Solo asentí, incapaz de hablar. Tomé su mano, y sin mirar atrás a la caótica escena en la acera, lo puse de pie. Nos alejamos, de la mano, dejando al Daniel mayor para que se ocupara de la histérica Valeria y el conductor enojado.

Al día siguiente, el divorcio se finalizó. El período de espera de 30 días había terminado. Nos presentamos ante el juez, un proceso silencioso y solemne. El joven Daniel estuvo a mi lado, su presencia un ancla reconfortante. Cuando el juez anunció la disolución de nuestro matrimonio, sentí una extraña mezcla de alivio y vacío. Había terminado. Realmente había terminado.
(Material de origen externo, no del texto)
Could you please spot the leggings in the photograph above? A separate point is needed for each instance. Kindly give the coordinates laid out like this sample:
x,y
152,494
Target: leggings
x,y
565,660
Sostenía el certificado de divorcio en mi mano, un frágil trozo de papel que representaba años de dolor y sueños rotos, pero también un futuro de posibilidades. Mi visión se nubló, las lágrimas que no me había dado cuenta de que estaba conteniendo me picaban en los ojos.
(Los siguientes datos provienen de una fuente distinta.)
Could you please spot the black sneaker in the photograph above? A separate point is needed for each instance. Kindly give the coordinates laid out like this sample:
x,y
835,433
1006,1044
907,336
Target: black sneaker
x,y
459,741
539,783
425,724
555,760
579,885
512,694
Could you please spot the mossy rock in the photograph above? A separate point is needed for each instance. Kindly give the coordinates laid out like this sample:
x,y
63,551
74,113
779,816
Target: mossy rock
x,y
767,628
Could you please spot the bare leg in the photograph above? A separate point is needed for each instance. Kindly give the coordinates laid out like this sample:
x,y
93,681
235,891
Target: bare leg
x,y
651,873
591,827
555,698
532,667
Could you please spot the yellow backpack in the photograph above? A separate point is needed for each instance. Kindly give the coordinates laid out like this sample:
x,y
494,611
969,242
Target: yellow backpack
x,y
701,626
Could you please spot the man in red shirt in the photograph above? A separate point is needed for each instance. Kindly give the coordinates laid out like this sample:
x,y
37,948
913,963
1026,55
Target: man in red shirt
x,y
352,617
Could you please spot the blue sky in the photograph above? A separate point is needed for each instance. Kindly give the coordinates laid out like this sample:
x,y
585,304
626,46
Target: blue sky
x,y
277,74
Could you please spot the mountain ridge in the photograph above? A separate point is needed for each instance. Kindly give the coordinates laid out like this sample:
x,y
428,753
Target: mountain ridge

El joven Daniel me rodeó con sus brazos, abrazándome con fuerza.

-Está bien, Sofía -murmuró, su voz espesa por la emoción-. Realmente ha terminado ahora.

Se apartó, con los ojos enrojecidos.

-Lo siento mucho. Por todo lo que te hizo pasar.

Sorbió la nariz, un sonido infantil que me rompió el corazón.

-Nunca lo perdones, Sofía. No te atrevas.

Mientras hablaba, su forma comenzó a brillar, como el calor que se eleva del asfalto en un día de verano. Se estaba desvaneciendo. Esta versión pura y devota de Daniel, que había venido inesperadamente del pasado para salvarme, estaba desapareciendo. Estaba volviendo.

Mi visión nadó, las lágrimas finalmente rodando por mis mejillas. Extendí la mano, tratando de agarrarlo, pero mis dedos lo atravesaron como niebla.

-¿Sofía? -una voz, aguda y fría, cortó mi aturdimiento-. ¿Qué tienes en la mano?

Era el Daniel mayor. Estaba en la entrada del juzgado, con los ojos entrecerrados, su rostro grabado con una nueva ola de sospecha. Nos había encontrado. De nuevo.